The Mount Sinai Archives, of course, are just one of many repositories holding valuable collections on these topics. A number of institutions are leading the way in making the papers of eminent scientists available on the Web.
The National Library of Israel recently completed a project to digitize a collection of manuscripts by Sir Isaac Newton, the pioneering mathematician and physicist. In addition to his scientific accomplishments, Newton was a serious student of religion. Although himself a Protestant, he became fluent in Hebrew so that he could study the history of ancient Israel from primary sources. His manuscripts on these topics were eventually acquired by Dr. Abraham Yehuda, the distinguished collector of Judaica, and are now housed at the National Library of Israel; as the National Library’s press release notes, “Newton’s diligence and precision is reflected in this research in the same manner it is reflected in his scientific work.”
These newly digitized documents will join a large number of previously scanned Newton manuscripts in being hosted by The Newton Project. This collaborative effort, the project of several institutions, is working towards making the entirety of Newton’s papers available through a single online portal. Since the papers of many major historical figures are scattered across multiple repositories, collaborative efforts such as this one are important part of the project to make the world’s archival heritage easily available to online readers.
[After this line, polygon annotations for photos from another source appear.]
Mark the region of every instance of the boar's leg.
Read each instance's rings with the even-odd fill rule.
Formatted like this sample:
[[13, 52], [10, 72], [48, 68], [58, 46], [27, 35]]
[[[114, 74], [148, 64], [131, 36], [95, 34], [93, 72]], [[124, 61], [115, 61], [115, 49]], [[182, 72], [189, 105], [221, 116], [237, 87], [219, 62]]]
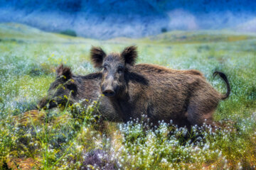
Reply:
[[[205, 101], [198, 98], [191, 100], [188, 107], [188, 120], [191, 125], [203, 125], [203, 123], [213, 125], [213, 114], [217, 106], [208, 105]], [[214, 104], [215, 105], [215, 104]]]

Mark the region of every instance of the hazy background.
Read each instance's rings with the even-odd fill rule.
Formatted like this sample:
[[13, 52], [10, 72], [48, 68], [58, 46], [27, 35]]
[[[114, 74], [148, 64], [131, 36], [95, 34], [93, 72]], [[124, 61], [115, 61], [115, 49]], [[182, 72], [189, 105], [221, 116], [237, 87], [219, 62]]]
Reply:
[[97, 39], [172, 30], [256, 32], [256, 1], [0, 0], [0, 22]]

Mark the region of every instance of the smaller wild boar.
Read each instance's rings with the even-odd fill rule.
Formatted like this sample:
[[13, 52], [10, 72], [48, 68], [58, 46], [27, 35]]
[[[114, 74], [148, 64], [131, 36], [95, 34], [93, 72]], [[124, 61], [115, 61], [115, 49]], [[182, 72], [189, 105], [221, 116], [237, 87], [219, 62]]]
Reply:
[[73, 104], [81, 101], [82, 105], [89, 105], [90, 102], [100, 98], [100, 106], [97, 110], [104, 120], [122, 121], [115, 113], [110, 99], [102, 96], [100, 88], [102, 73], [92, 73], [86, 76], [73, 75], [69, 67], [60, 65], [56, 70], [57, 76], [51, 83], [46, 97], [38, 103], [38, 108], [50, 109], [59, 105]]
[[218, 92], [197, 70], [174, 70], [164, 67], [134, 64], [137, 47], [126, 47], [121, 54], [106, 53], [92, 47], [91, 60], [102, 68], [100, 88], [111, 101], [120, 117], [142, 118], [150, 122], [171, 120], [179, 126], [211, 124], [213, 114], [220, 100], [228, 97], [230, 85], [226, 76], [215, 72], [227, 84], [225, 94]]

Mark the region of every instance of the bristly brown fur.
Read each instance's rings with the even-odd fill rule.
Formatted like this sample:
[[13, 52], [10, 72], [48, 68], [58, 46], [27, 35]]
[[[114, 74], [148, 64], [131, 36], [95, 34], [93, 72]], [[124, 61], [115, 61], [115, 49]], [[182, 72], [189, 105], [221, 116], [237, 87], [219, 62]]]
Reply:
[[145, 114], [154, 125], [162, 120], [166, 123], [172, 120], [180, 126], [202, 125], [205, 120], [212, 124], [219, 101], [229, 95], [224, 74], [218, 72], [227, 84], [228, 92], [223, 96], [199, 71], [133, 65], [137, 56], [136, 47], [129, 47], [121, 54], [108, 55], [102, 62], [107, 67], [102, 70], [102, 92], [110, 98], [124, 121], [142, 118]]
[[134, 45], [127, 47], [122, 52], [121, 56], [124, 59], [125, 64], [134, 65], [138, 57], [137, 47]]
[[95, 67], [100, 68], [102, 65], [103, 58], [106, 53], [100, 47], [92, 47], [90, 50], [90, 57]]

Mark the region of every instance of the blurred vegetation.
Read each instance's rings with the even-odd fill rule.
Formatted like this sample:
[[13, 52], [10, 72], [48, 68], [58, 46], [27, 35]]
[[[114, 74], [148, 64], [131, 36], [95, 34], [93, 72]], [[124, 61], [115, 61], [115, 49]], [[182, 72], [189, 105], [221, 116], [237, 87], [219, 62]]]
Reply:
[[[142, 39], [100, 41], [1, 23], [0, 37], [0, 167], [255, 169], [254, 35], [225, 30], [175, 31]], [[219, 104], [215, 120], [224, 120], [227, 127], [216, 132], [207, 127], [200, 135], [194, 127], [188, 137], [186, 128], [164, 123], [153, 130], [137, 120], [127, 124], [106, 121], [102, 133], [97, 123], [97, 116], [100, 115], [91, 113], [97, 102], [82, 112], [79, 119], [72, 117], [70, 108], [23, 114], [46, 95], [58, 64], [71, 67], [75, 74], [86, 74], [95, 72], [90, 62], [92, 45], [110, 52], [130, 45], [138, 46], [138, 63], [200, 70], [223, 93], [225, 84], [220, 78], [213, 79], [212, 74], [215, 70], [225, 72], [231, 94]], [[18, 124], [17, 118], [23, 116], [28, 118], [26, 125]]]

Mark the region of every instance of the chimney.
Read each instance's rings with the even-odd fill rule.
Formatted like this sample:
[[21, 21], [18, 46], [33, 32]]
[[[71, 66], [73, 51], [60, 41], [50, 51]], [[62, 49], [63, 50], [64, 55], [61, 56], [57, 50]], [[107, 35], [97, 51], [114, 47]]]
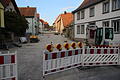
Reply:
[[66, 11], [64, 11], [64, 14], [66, 14], [67, 12]]

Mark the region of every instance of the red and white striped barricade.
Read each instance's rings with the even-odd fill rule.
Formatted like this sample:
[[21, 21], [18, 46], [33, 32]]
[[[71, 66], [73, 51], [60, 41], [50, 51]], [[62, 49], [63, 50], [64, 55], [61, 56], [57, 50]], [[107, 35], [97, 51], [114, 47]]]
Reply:
[[44, 52], [43, 75], [48, 75], [81, 65], [82, 48], [56, 52]]
[[118, 65], [119, 48], [88, 47], [82, 55], [83, 66]]
[[16, 52], [0, 53], [0, 80], [17, 80]]

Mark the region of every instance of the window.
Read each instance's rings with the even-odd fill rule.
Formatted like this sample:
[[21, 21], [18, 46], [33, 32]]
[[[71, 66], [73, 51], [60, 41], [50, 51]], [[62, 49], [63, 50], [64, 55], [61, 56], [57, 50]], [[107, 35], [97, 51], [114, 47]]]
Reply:
[[95, 37], [95, 30], [90, 30], [90, 38], [94, 39]]
[[0, 10], [0, 27], [1, 27], [1, 21], [2, 21], [2, 20], [1, 20], [1, 10]]
[[77, 13], [77, 20], [80, 20], [80, 12]]
[[109, 1], [103, 3], [103, 13], [109, 12]]
[[85, 33], [85, 27], [84, 25], [81, 25], [81, 34], [84, 34]]
[[119, 33], [120, 32], [120, 20], [113, 20], [112, 27], [114, 28], [115, 33]]
[[109, 21], [104, 21], [103, 22], [103, 27], [109, 27]]
[[120, 0], [112, 0], [112, 10], [120, 9]]
[[81, 11], [81, 19], [84, 19], [84, 17], [85, 17], [85, 12], [84, 12], [84, 10], [82, 10]]
[[80, 34], [80, 26], [77, 26], [77, 34]]
[[90, 8], [90, 17], [93, 17], [95, 15], [95, 8]]

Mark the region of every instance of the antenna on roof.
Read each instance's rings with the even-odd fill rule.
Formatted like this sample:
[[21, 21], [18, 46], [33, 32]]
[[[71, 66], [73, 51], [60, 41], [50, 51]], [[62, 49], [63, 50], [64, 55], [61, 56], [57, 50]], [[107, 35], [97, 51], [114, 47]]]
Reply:
[[66, 14], [67, 12], [66, 11], [64, 11], [64, 14]]

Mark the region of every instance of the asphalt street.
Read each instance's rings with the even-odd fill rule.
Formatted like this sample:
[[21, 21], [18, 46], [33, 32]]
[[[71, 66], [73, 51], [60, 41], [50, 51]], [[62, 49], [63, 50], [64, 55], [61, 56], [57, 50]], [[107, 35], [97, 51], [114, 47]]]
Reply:
[[101, 66], [80, 70], [78, 68], [45, 76], [43, 79], [43, 51], [46, 44], [72, 41], [53, 34], [39, 35], [39, 43], [28, 43], [17, 49], [18, 80], [120, 80], [120, 67]]

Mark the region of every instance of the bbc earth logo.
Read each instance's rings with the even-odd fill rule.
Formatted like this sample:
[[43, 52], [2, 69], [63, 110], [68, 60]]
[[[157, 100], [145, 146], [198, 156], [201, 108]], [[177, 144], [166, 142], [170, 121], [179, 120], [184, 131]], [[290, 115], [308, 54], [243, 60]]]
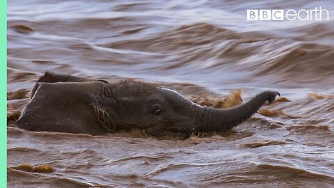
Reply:
[[[324, 19], [326, 18], [326, 19]], [[247, 20], [289, 20], [301, 21], [329, 20], [329, 11], [321, 7], [314, 9], [301, 9], [298, 11], [294, 9], [248, 9], [247, 10]]]

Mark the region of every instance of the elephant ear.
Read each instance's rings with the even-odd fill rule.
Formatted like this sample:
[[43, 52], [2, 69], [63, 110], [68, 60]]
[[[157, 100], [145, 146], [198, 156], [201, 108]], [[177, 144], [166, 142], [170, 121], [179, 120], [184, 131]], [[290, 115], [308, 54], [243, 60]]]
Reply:
[[109, 132], [115, 132], [116, 130], [113, 118], [107, 110], [110, 107], [116, 107], [118, 103], [115, 99], [116, 94], [109, 87], [104, 86], [97, 93], [95, 102], [90, 103], [90, 105], [94, 108], [101, 125]]
[[94, 108], [97, 120], [100, 123], [102, 127], [109, 132], [115, 132], [115, 124], [108, 112], [95, 104], [90, 103], [90, 105]]

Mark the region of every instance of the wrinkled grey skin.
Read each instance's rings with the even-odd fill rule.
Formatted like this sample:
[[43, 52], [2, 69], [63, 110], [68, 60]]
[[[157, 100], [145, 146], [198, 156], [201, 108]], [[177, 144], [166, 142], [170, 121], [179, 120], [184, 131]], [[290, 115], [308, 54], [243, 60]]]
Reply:
[[176, 92], [137, 81], [116, 84], [46, 72], [17, 121], [33, 131], [100, 135], [132, 127], [154, 136], [232, 128], [279, 93], [262, 92], [229, 109], [201, 107]]

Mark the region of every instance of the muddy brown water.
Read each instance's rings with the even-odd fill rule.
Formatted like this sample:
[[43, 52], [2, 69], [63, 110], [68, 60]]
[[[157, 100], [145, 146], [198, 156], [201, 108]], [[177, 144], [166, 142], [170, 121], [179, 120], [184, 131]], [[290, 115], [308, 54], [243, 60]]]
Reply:
[[[330, 21], [246, 21], [246, 9], [315, 6]], [[8, 187], [332, 187], [333, 16], [333, 1], [8, 1]], [[286, 98], [183, 141], [15, 127], [47, 70], [214, 103], [237, 89], [244, 101], [267, 89]]]

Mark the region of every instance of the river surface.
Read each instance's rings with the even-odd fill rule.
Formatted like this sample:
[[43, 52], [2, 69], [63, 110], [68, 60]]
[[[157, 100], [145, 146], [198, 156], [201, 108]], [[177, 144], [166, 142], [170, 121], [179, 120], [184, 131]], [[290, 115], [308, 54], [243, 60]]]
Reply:
[[[246, 21], [246, 9], [315, 6], [330, 20]], [[8, 187], [334, 185], [333, 1], [10, 0], [7, 31]], [[268, 89], [282, 98], [230, 131], [186, 140], [15, 127], [47, 70], [214, 103], [238, 89], [244, 102]]]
Newton is not the only distinguished scientist whose papers are available online. The papers of physicist Albert Einstein, perhaps the twentieth century’s most well-known scientist, are also the subject of a collaborative digitization effort. At Cal Tech, whose library holds a significant collection of Einstein material, scholars have spent many years preparing a scholarly edition of Einstein’s papers. The Hebrew University of Jerusalem, meanwhile, has led the way in scanning material from their own collection of Einstein manuscripts. The recently opened Einstein Archives Online website is a product of the collaboration between these two institutions. Numerous Einstein manuscripts are available for browsing, and new material is regularly being added.
As Newton himself said, “If I have seen further, it is only by standing on the shoulders of giants.” In a world of fast-paced progress in both theoretical and applied science, resources such as these help memorialize the accomplishments of the pioneers whose work paved the way for today’s breakthroughs.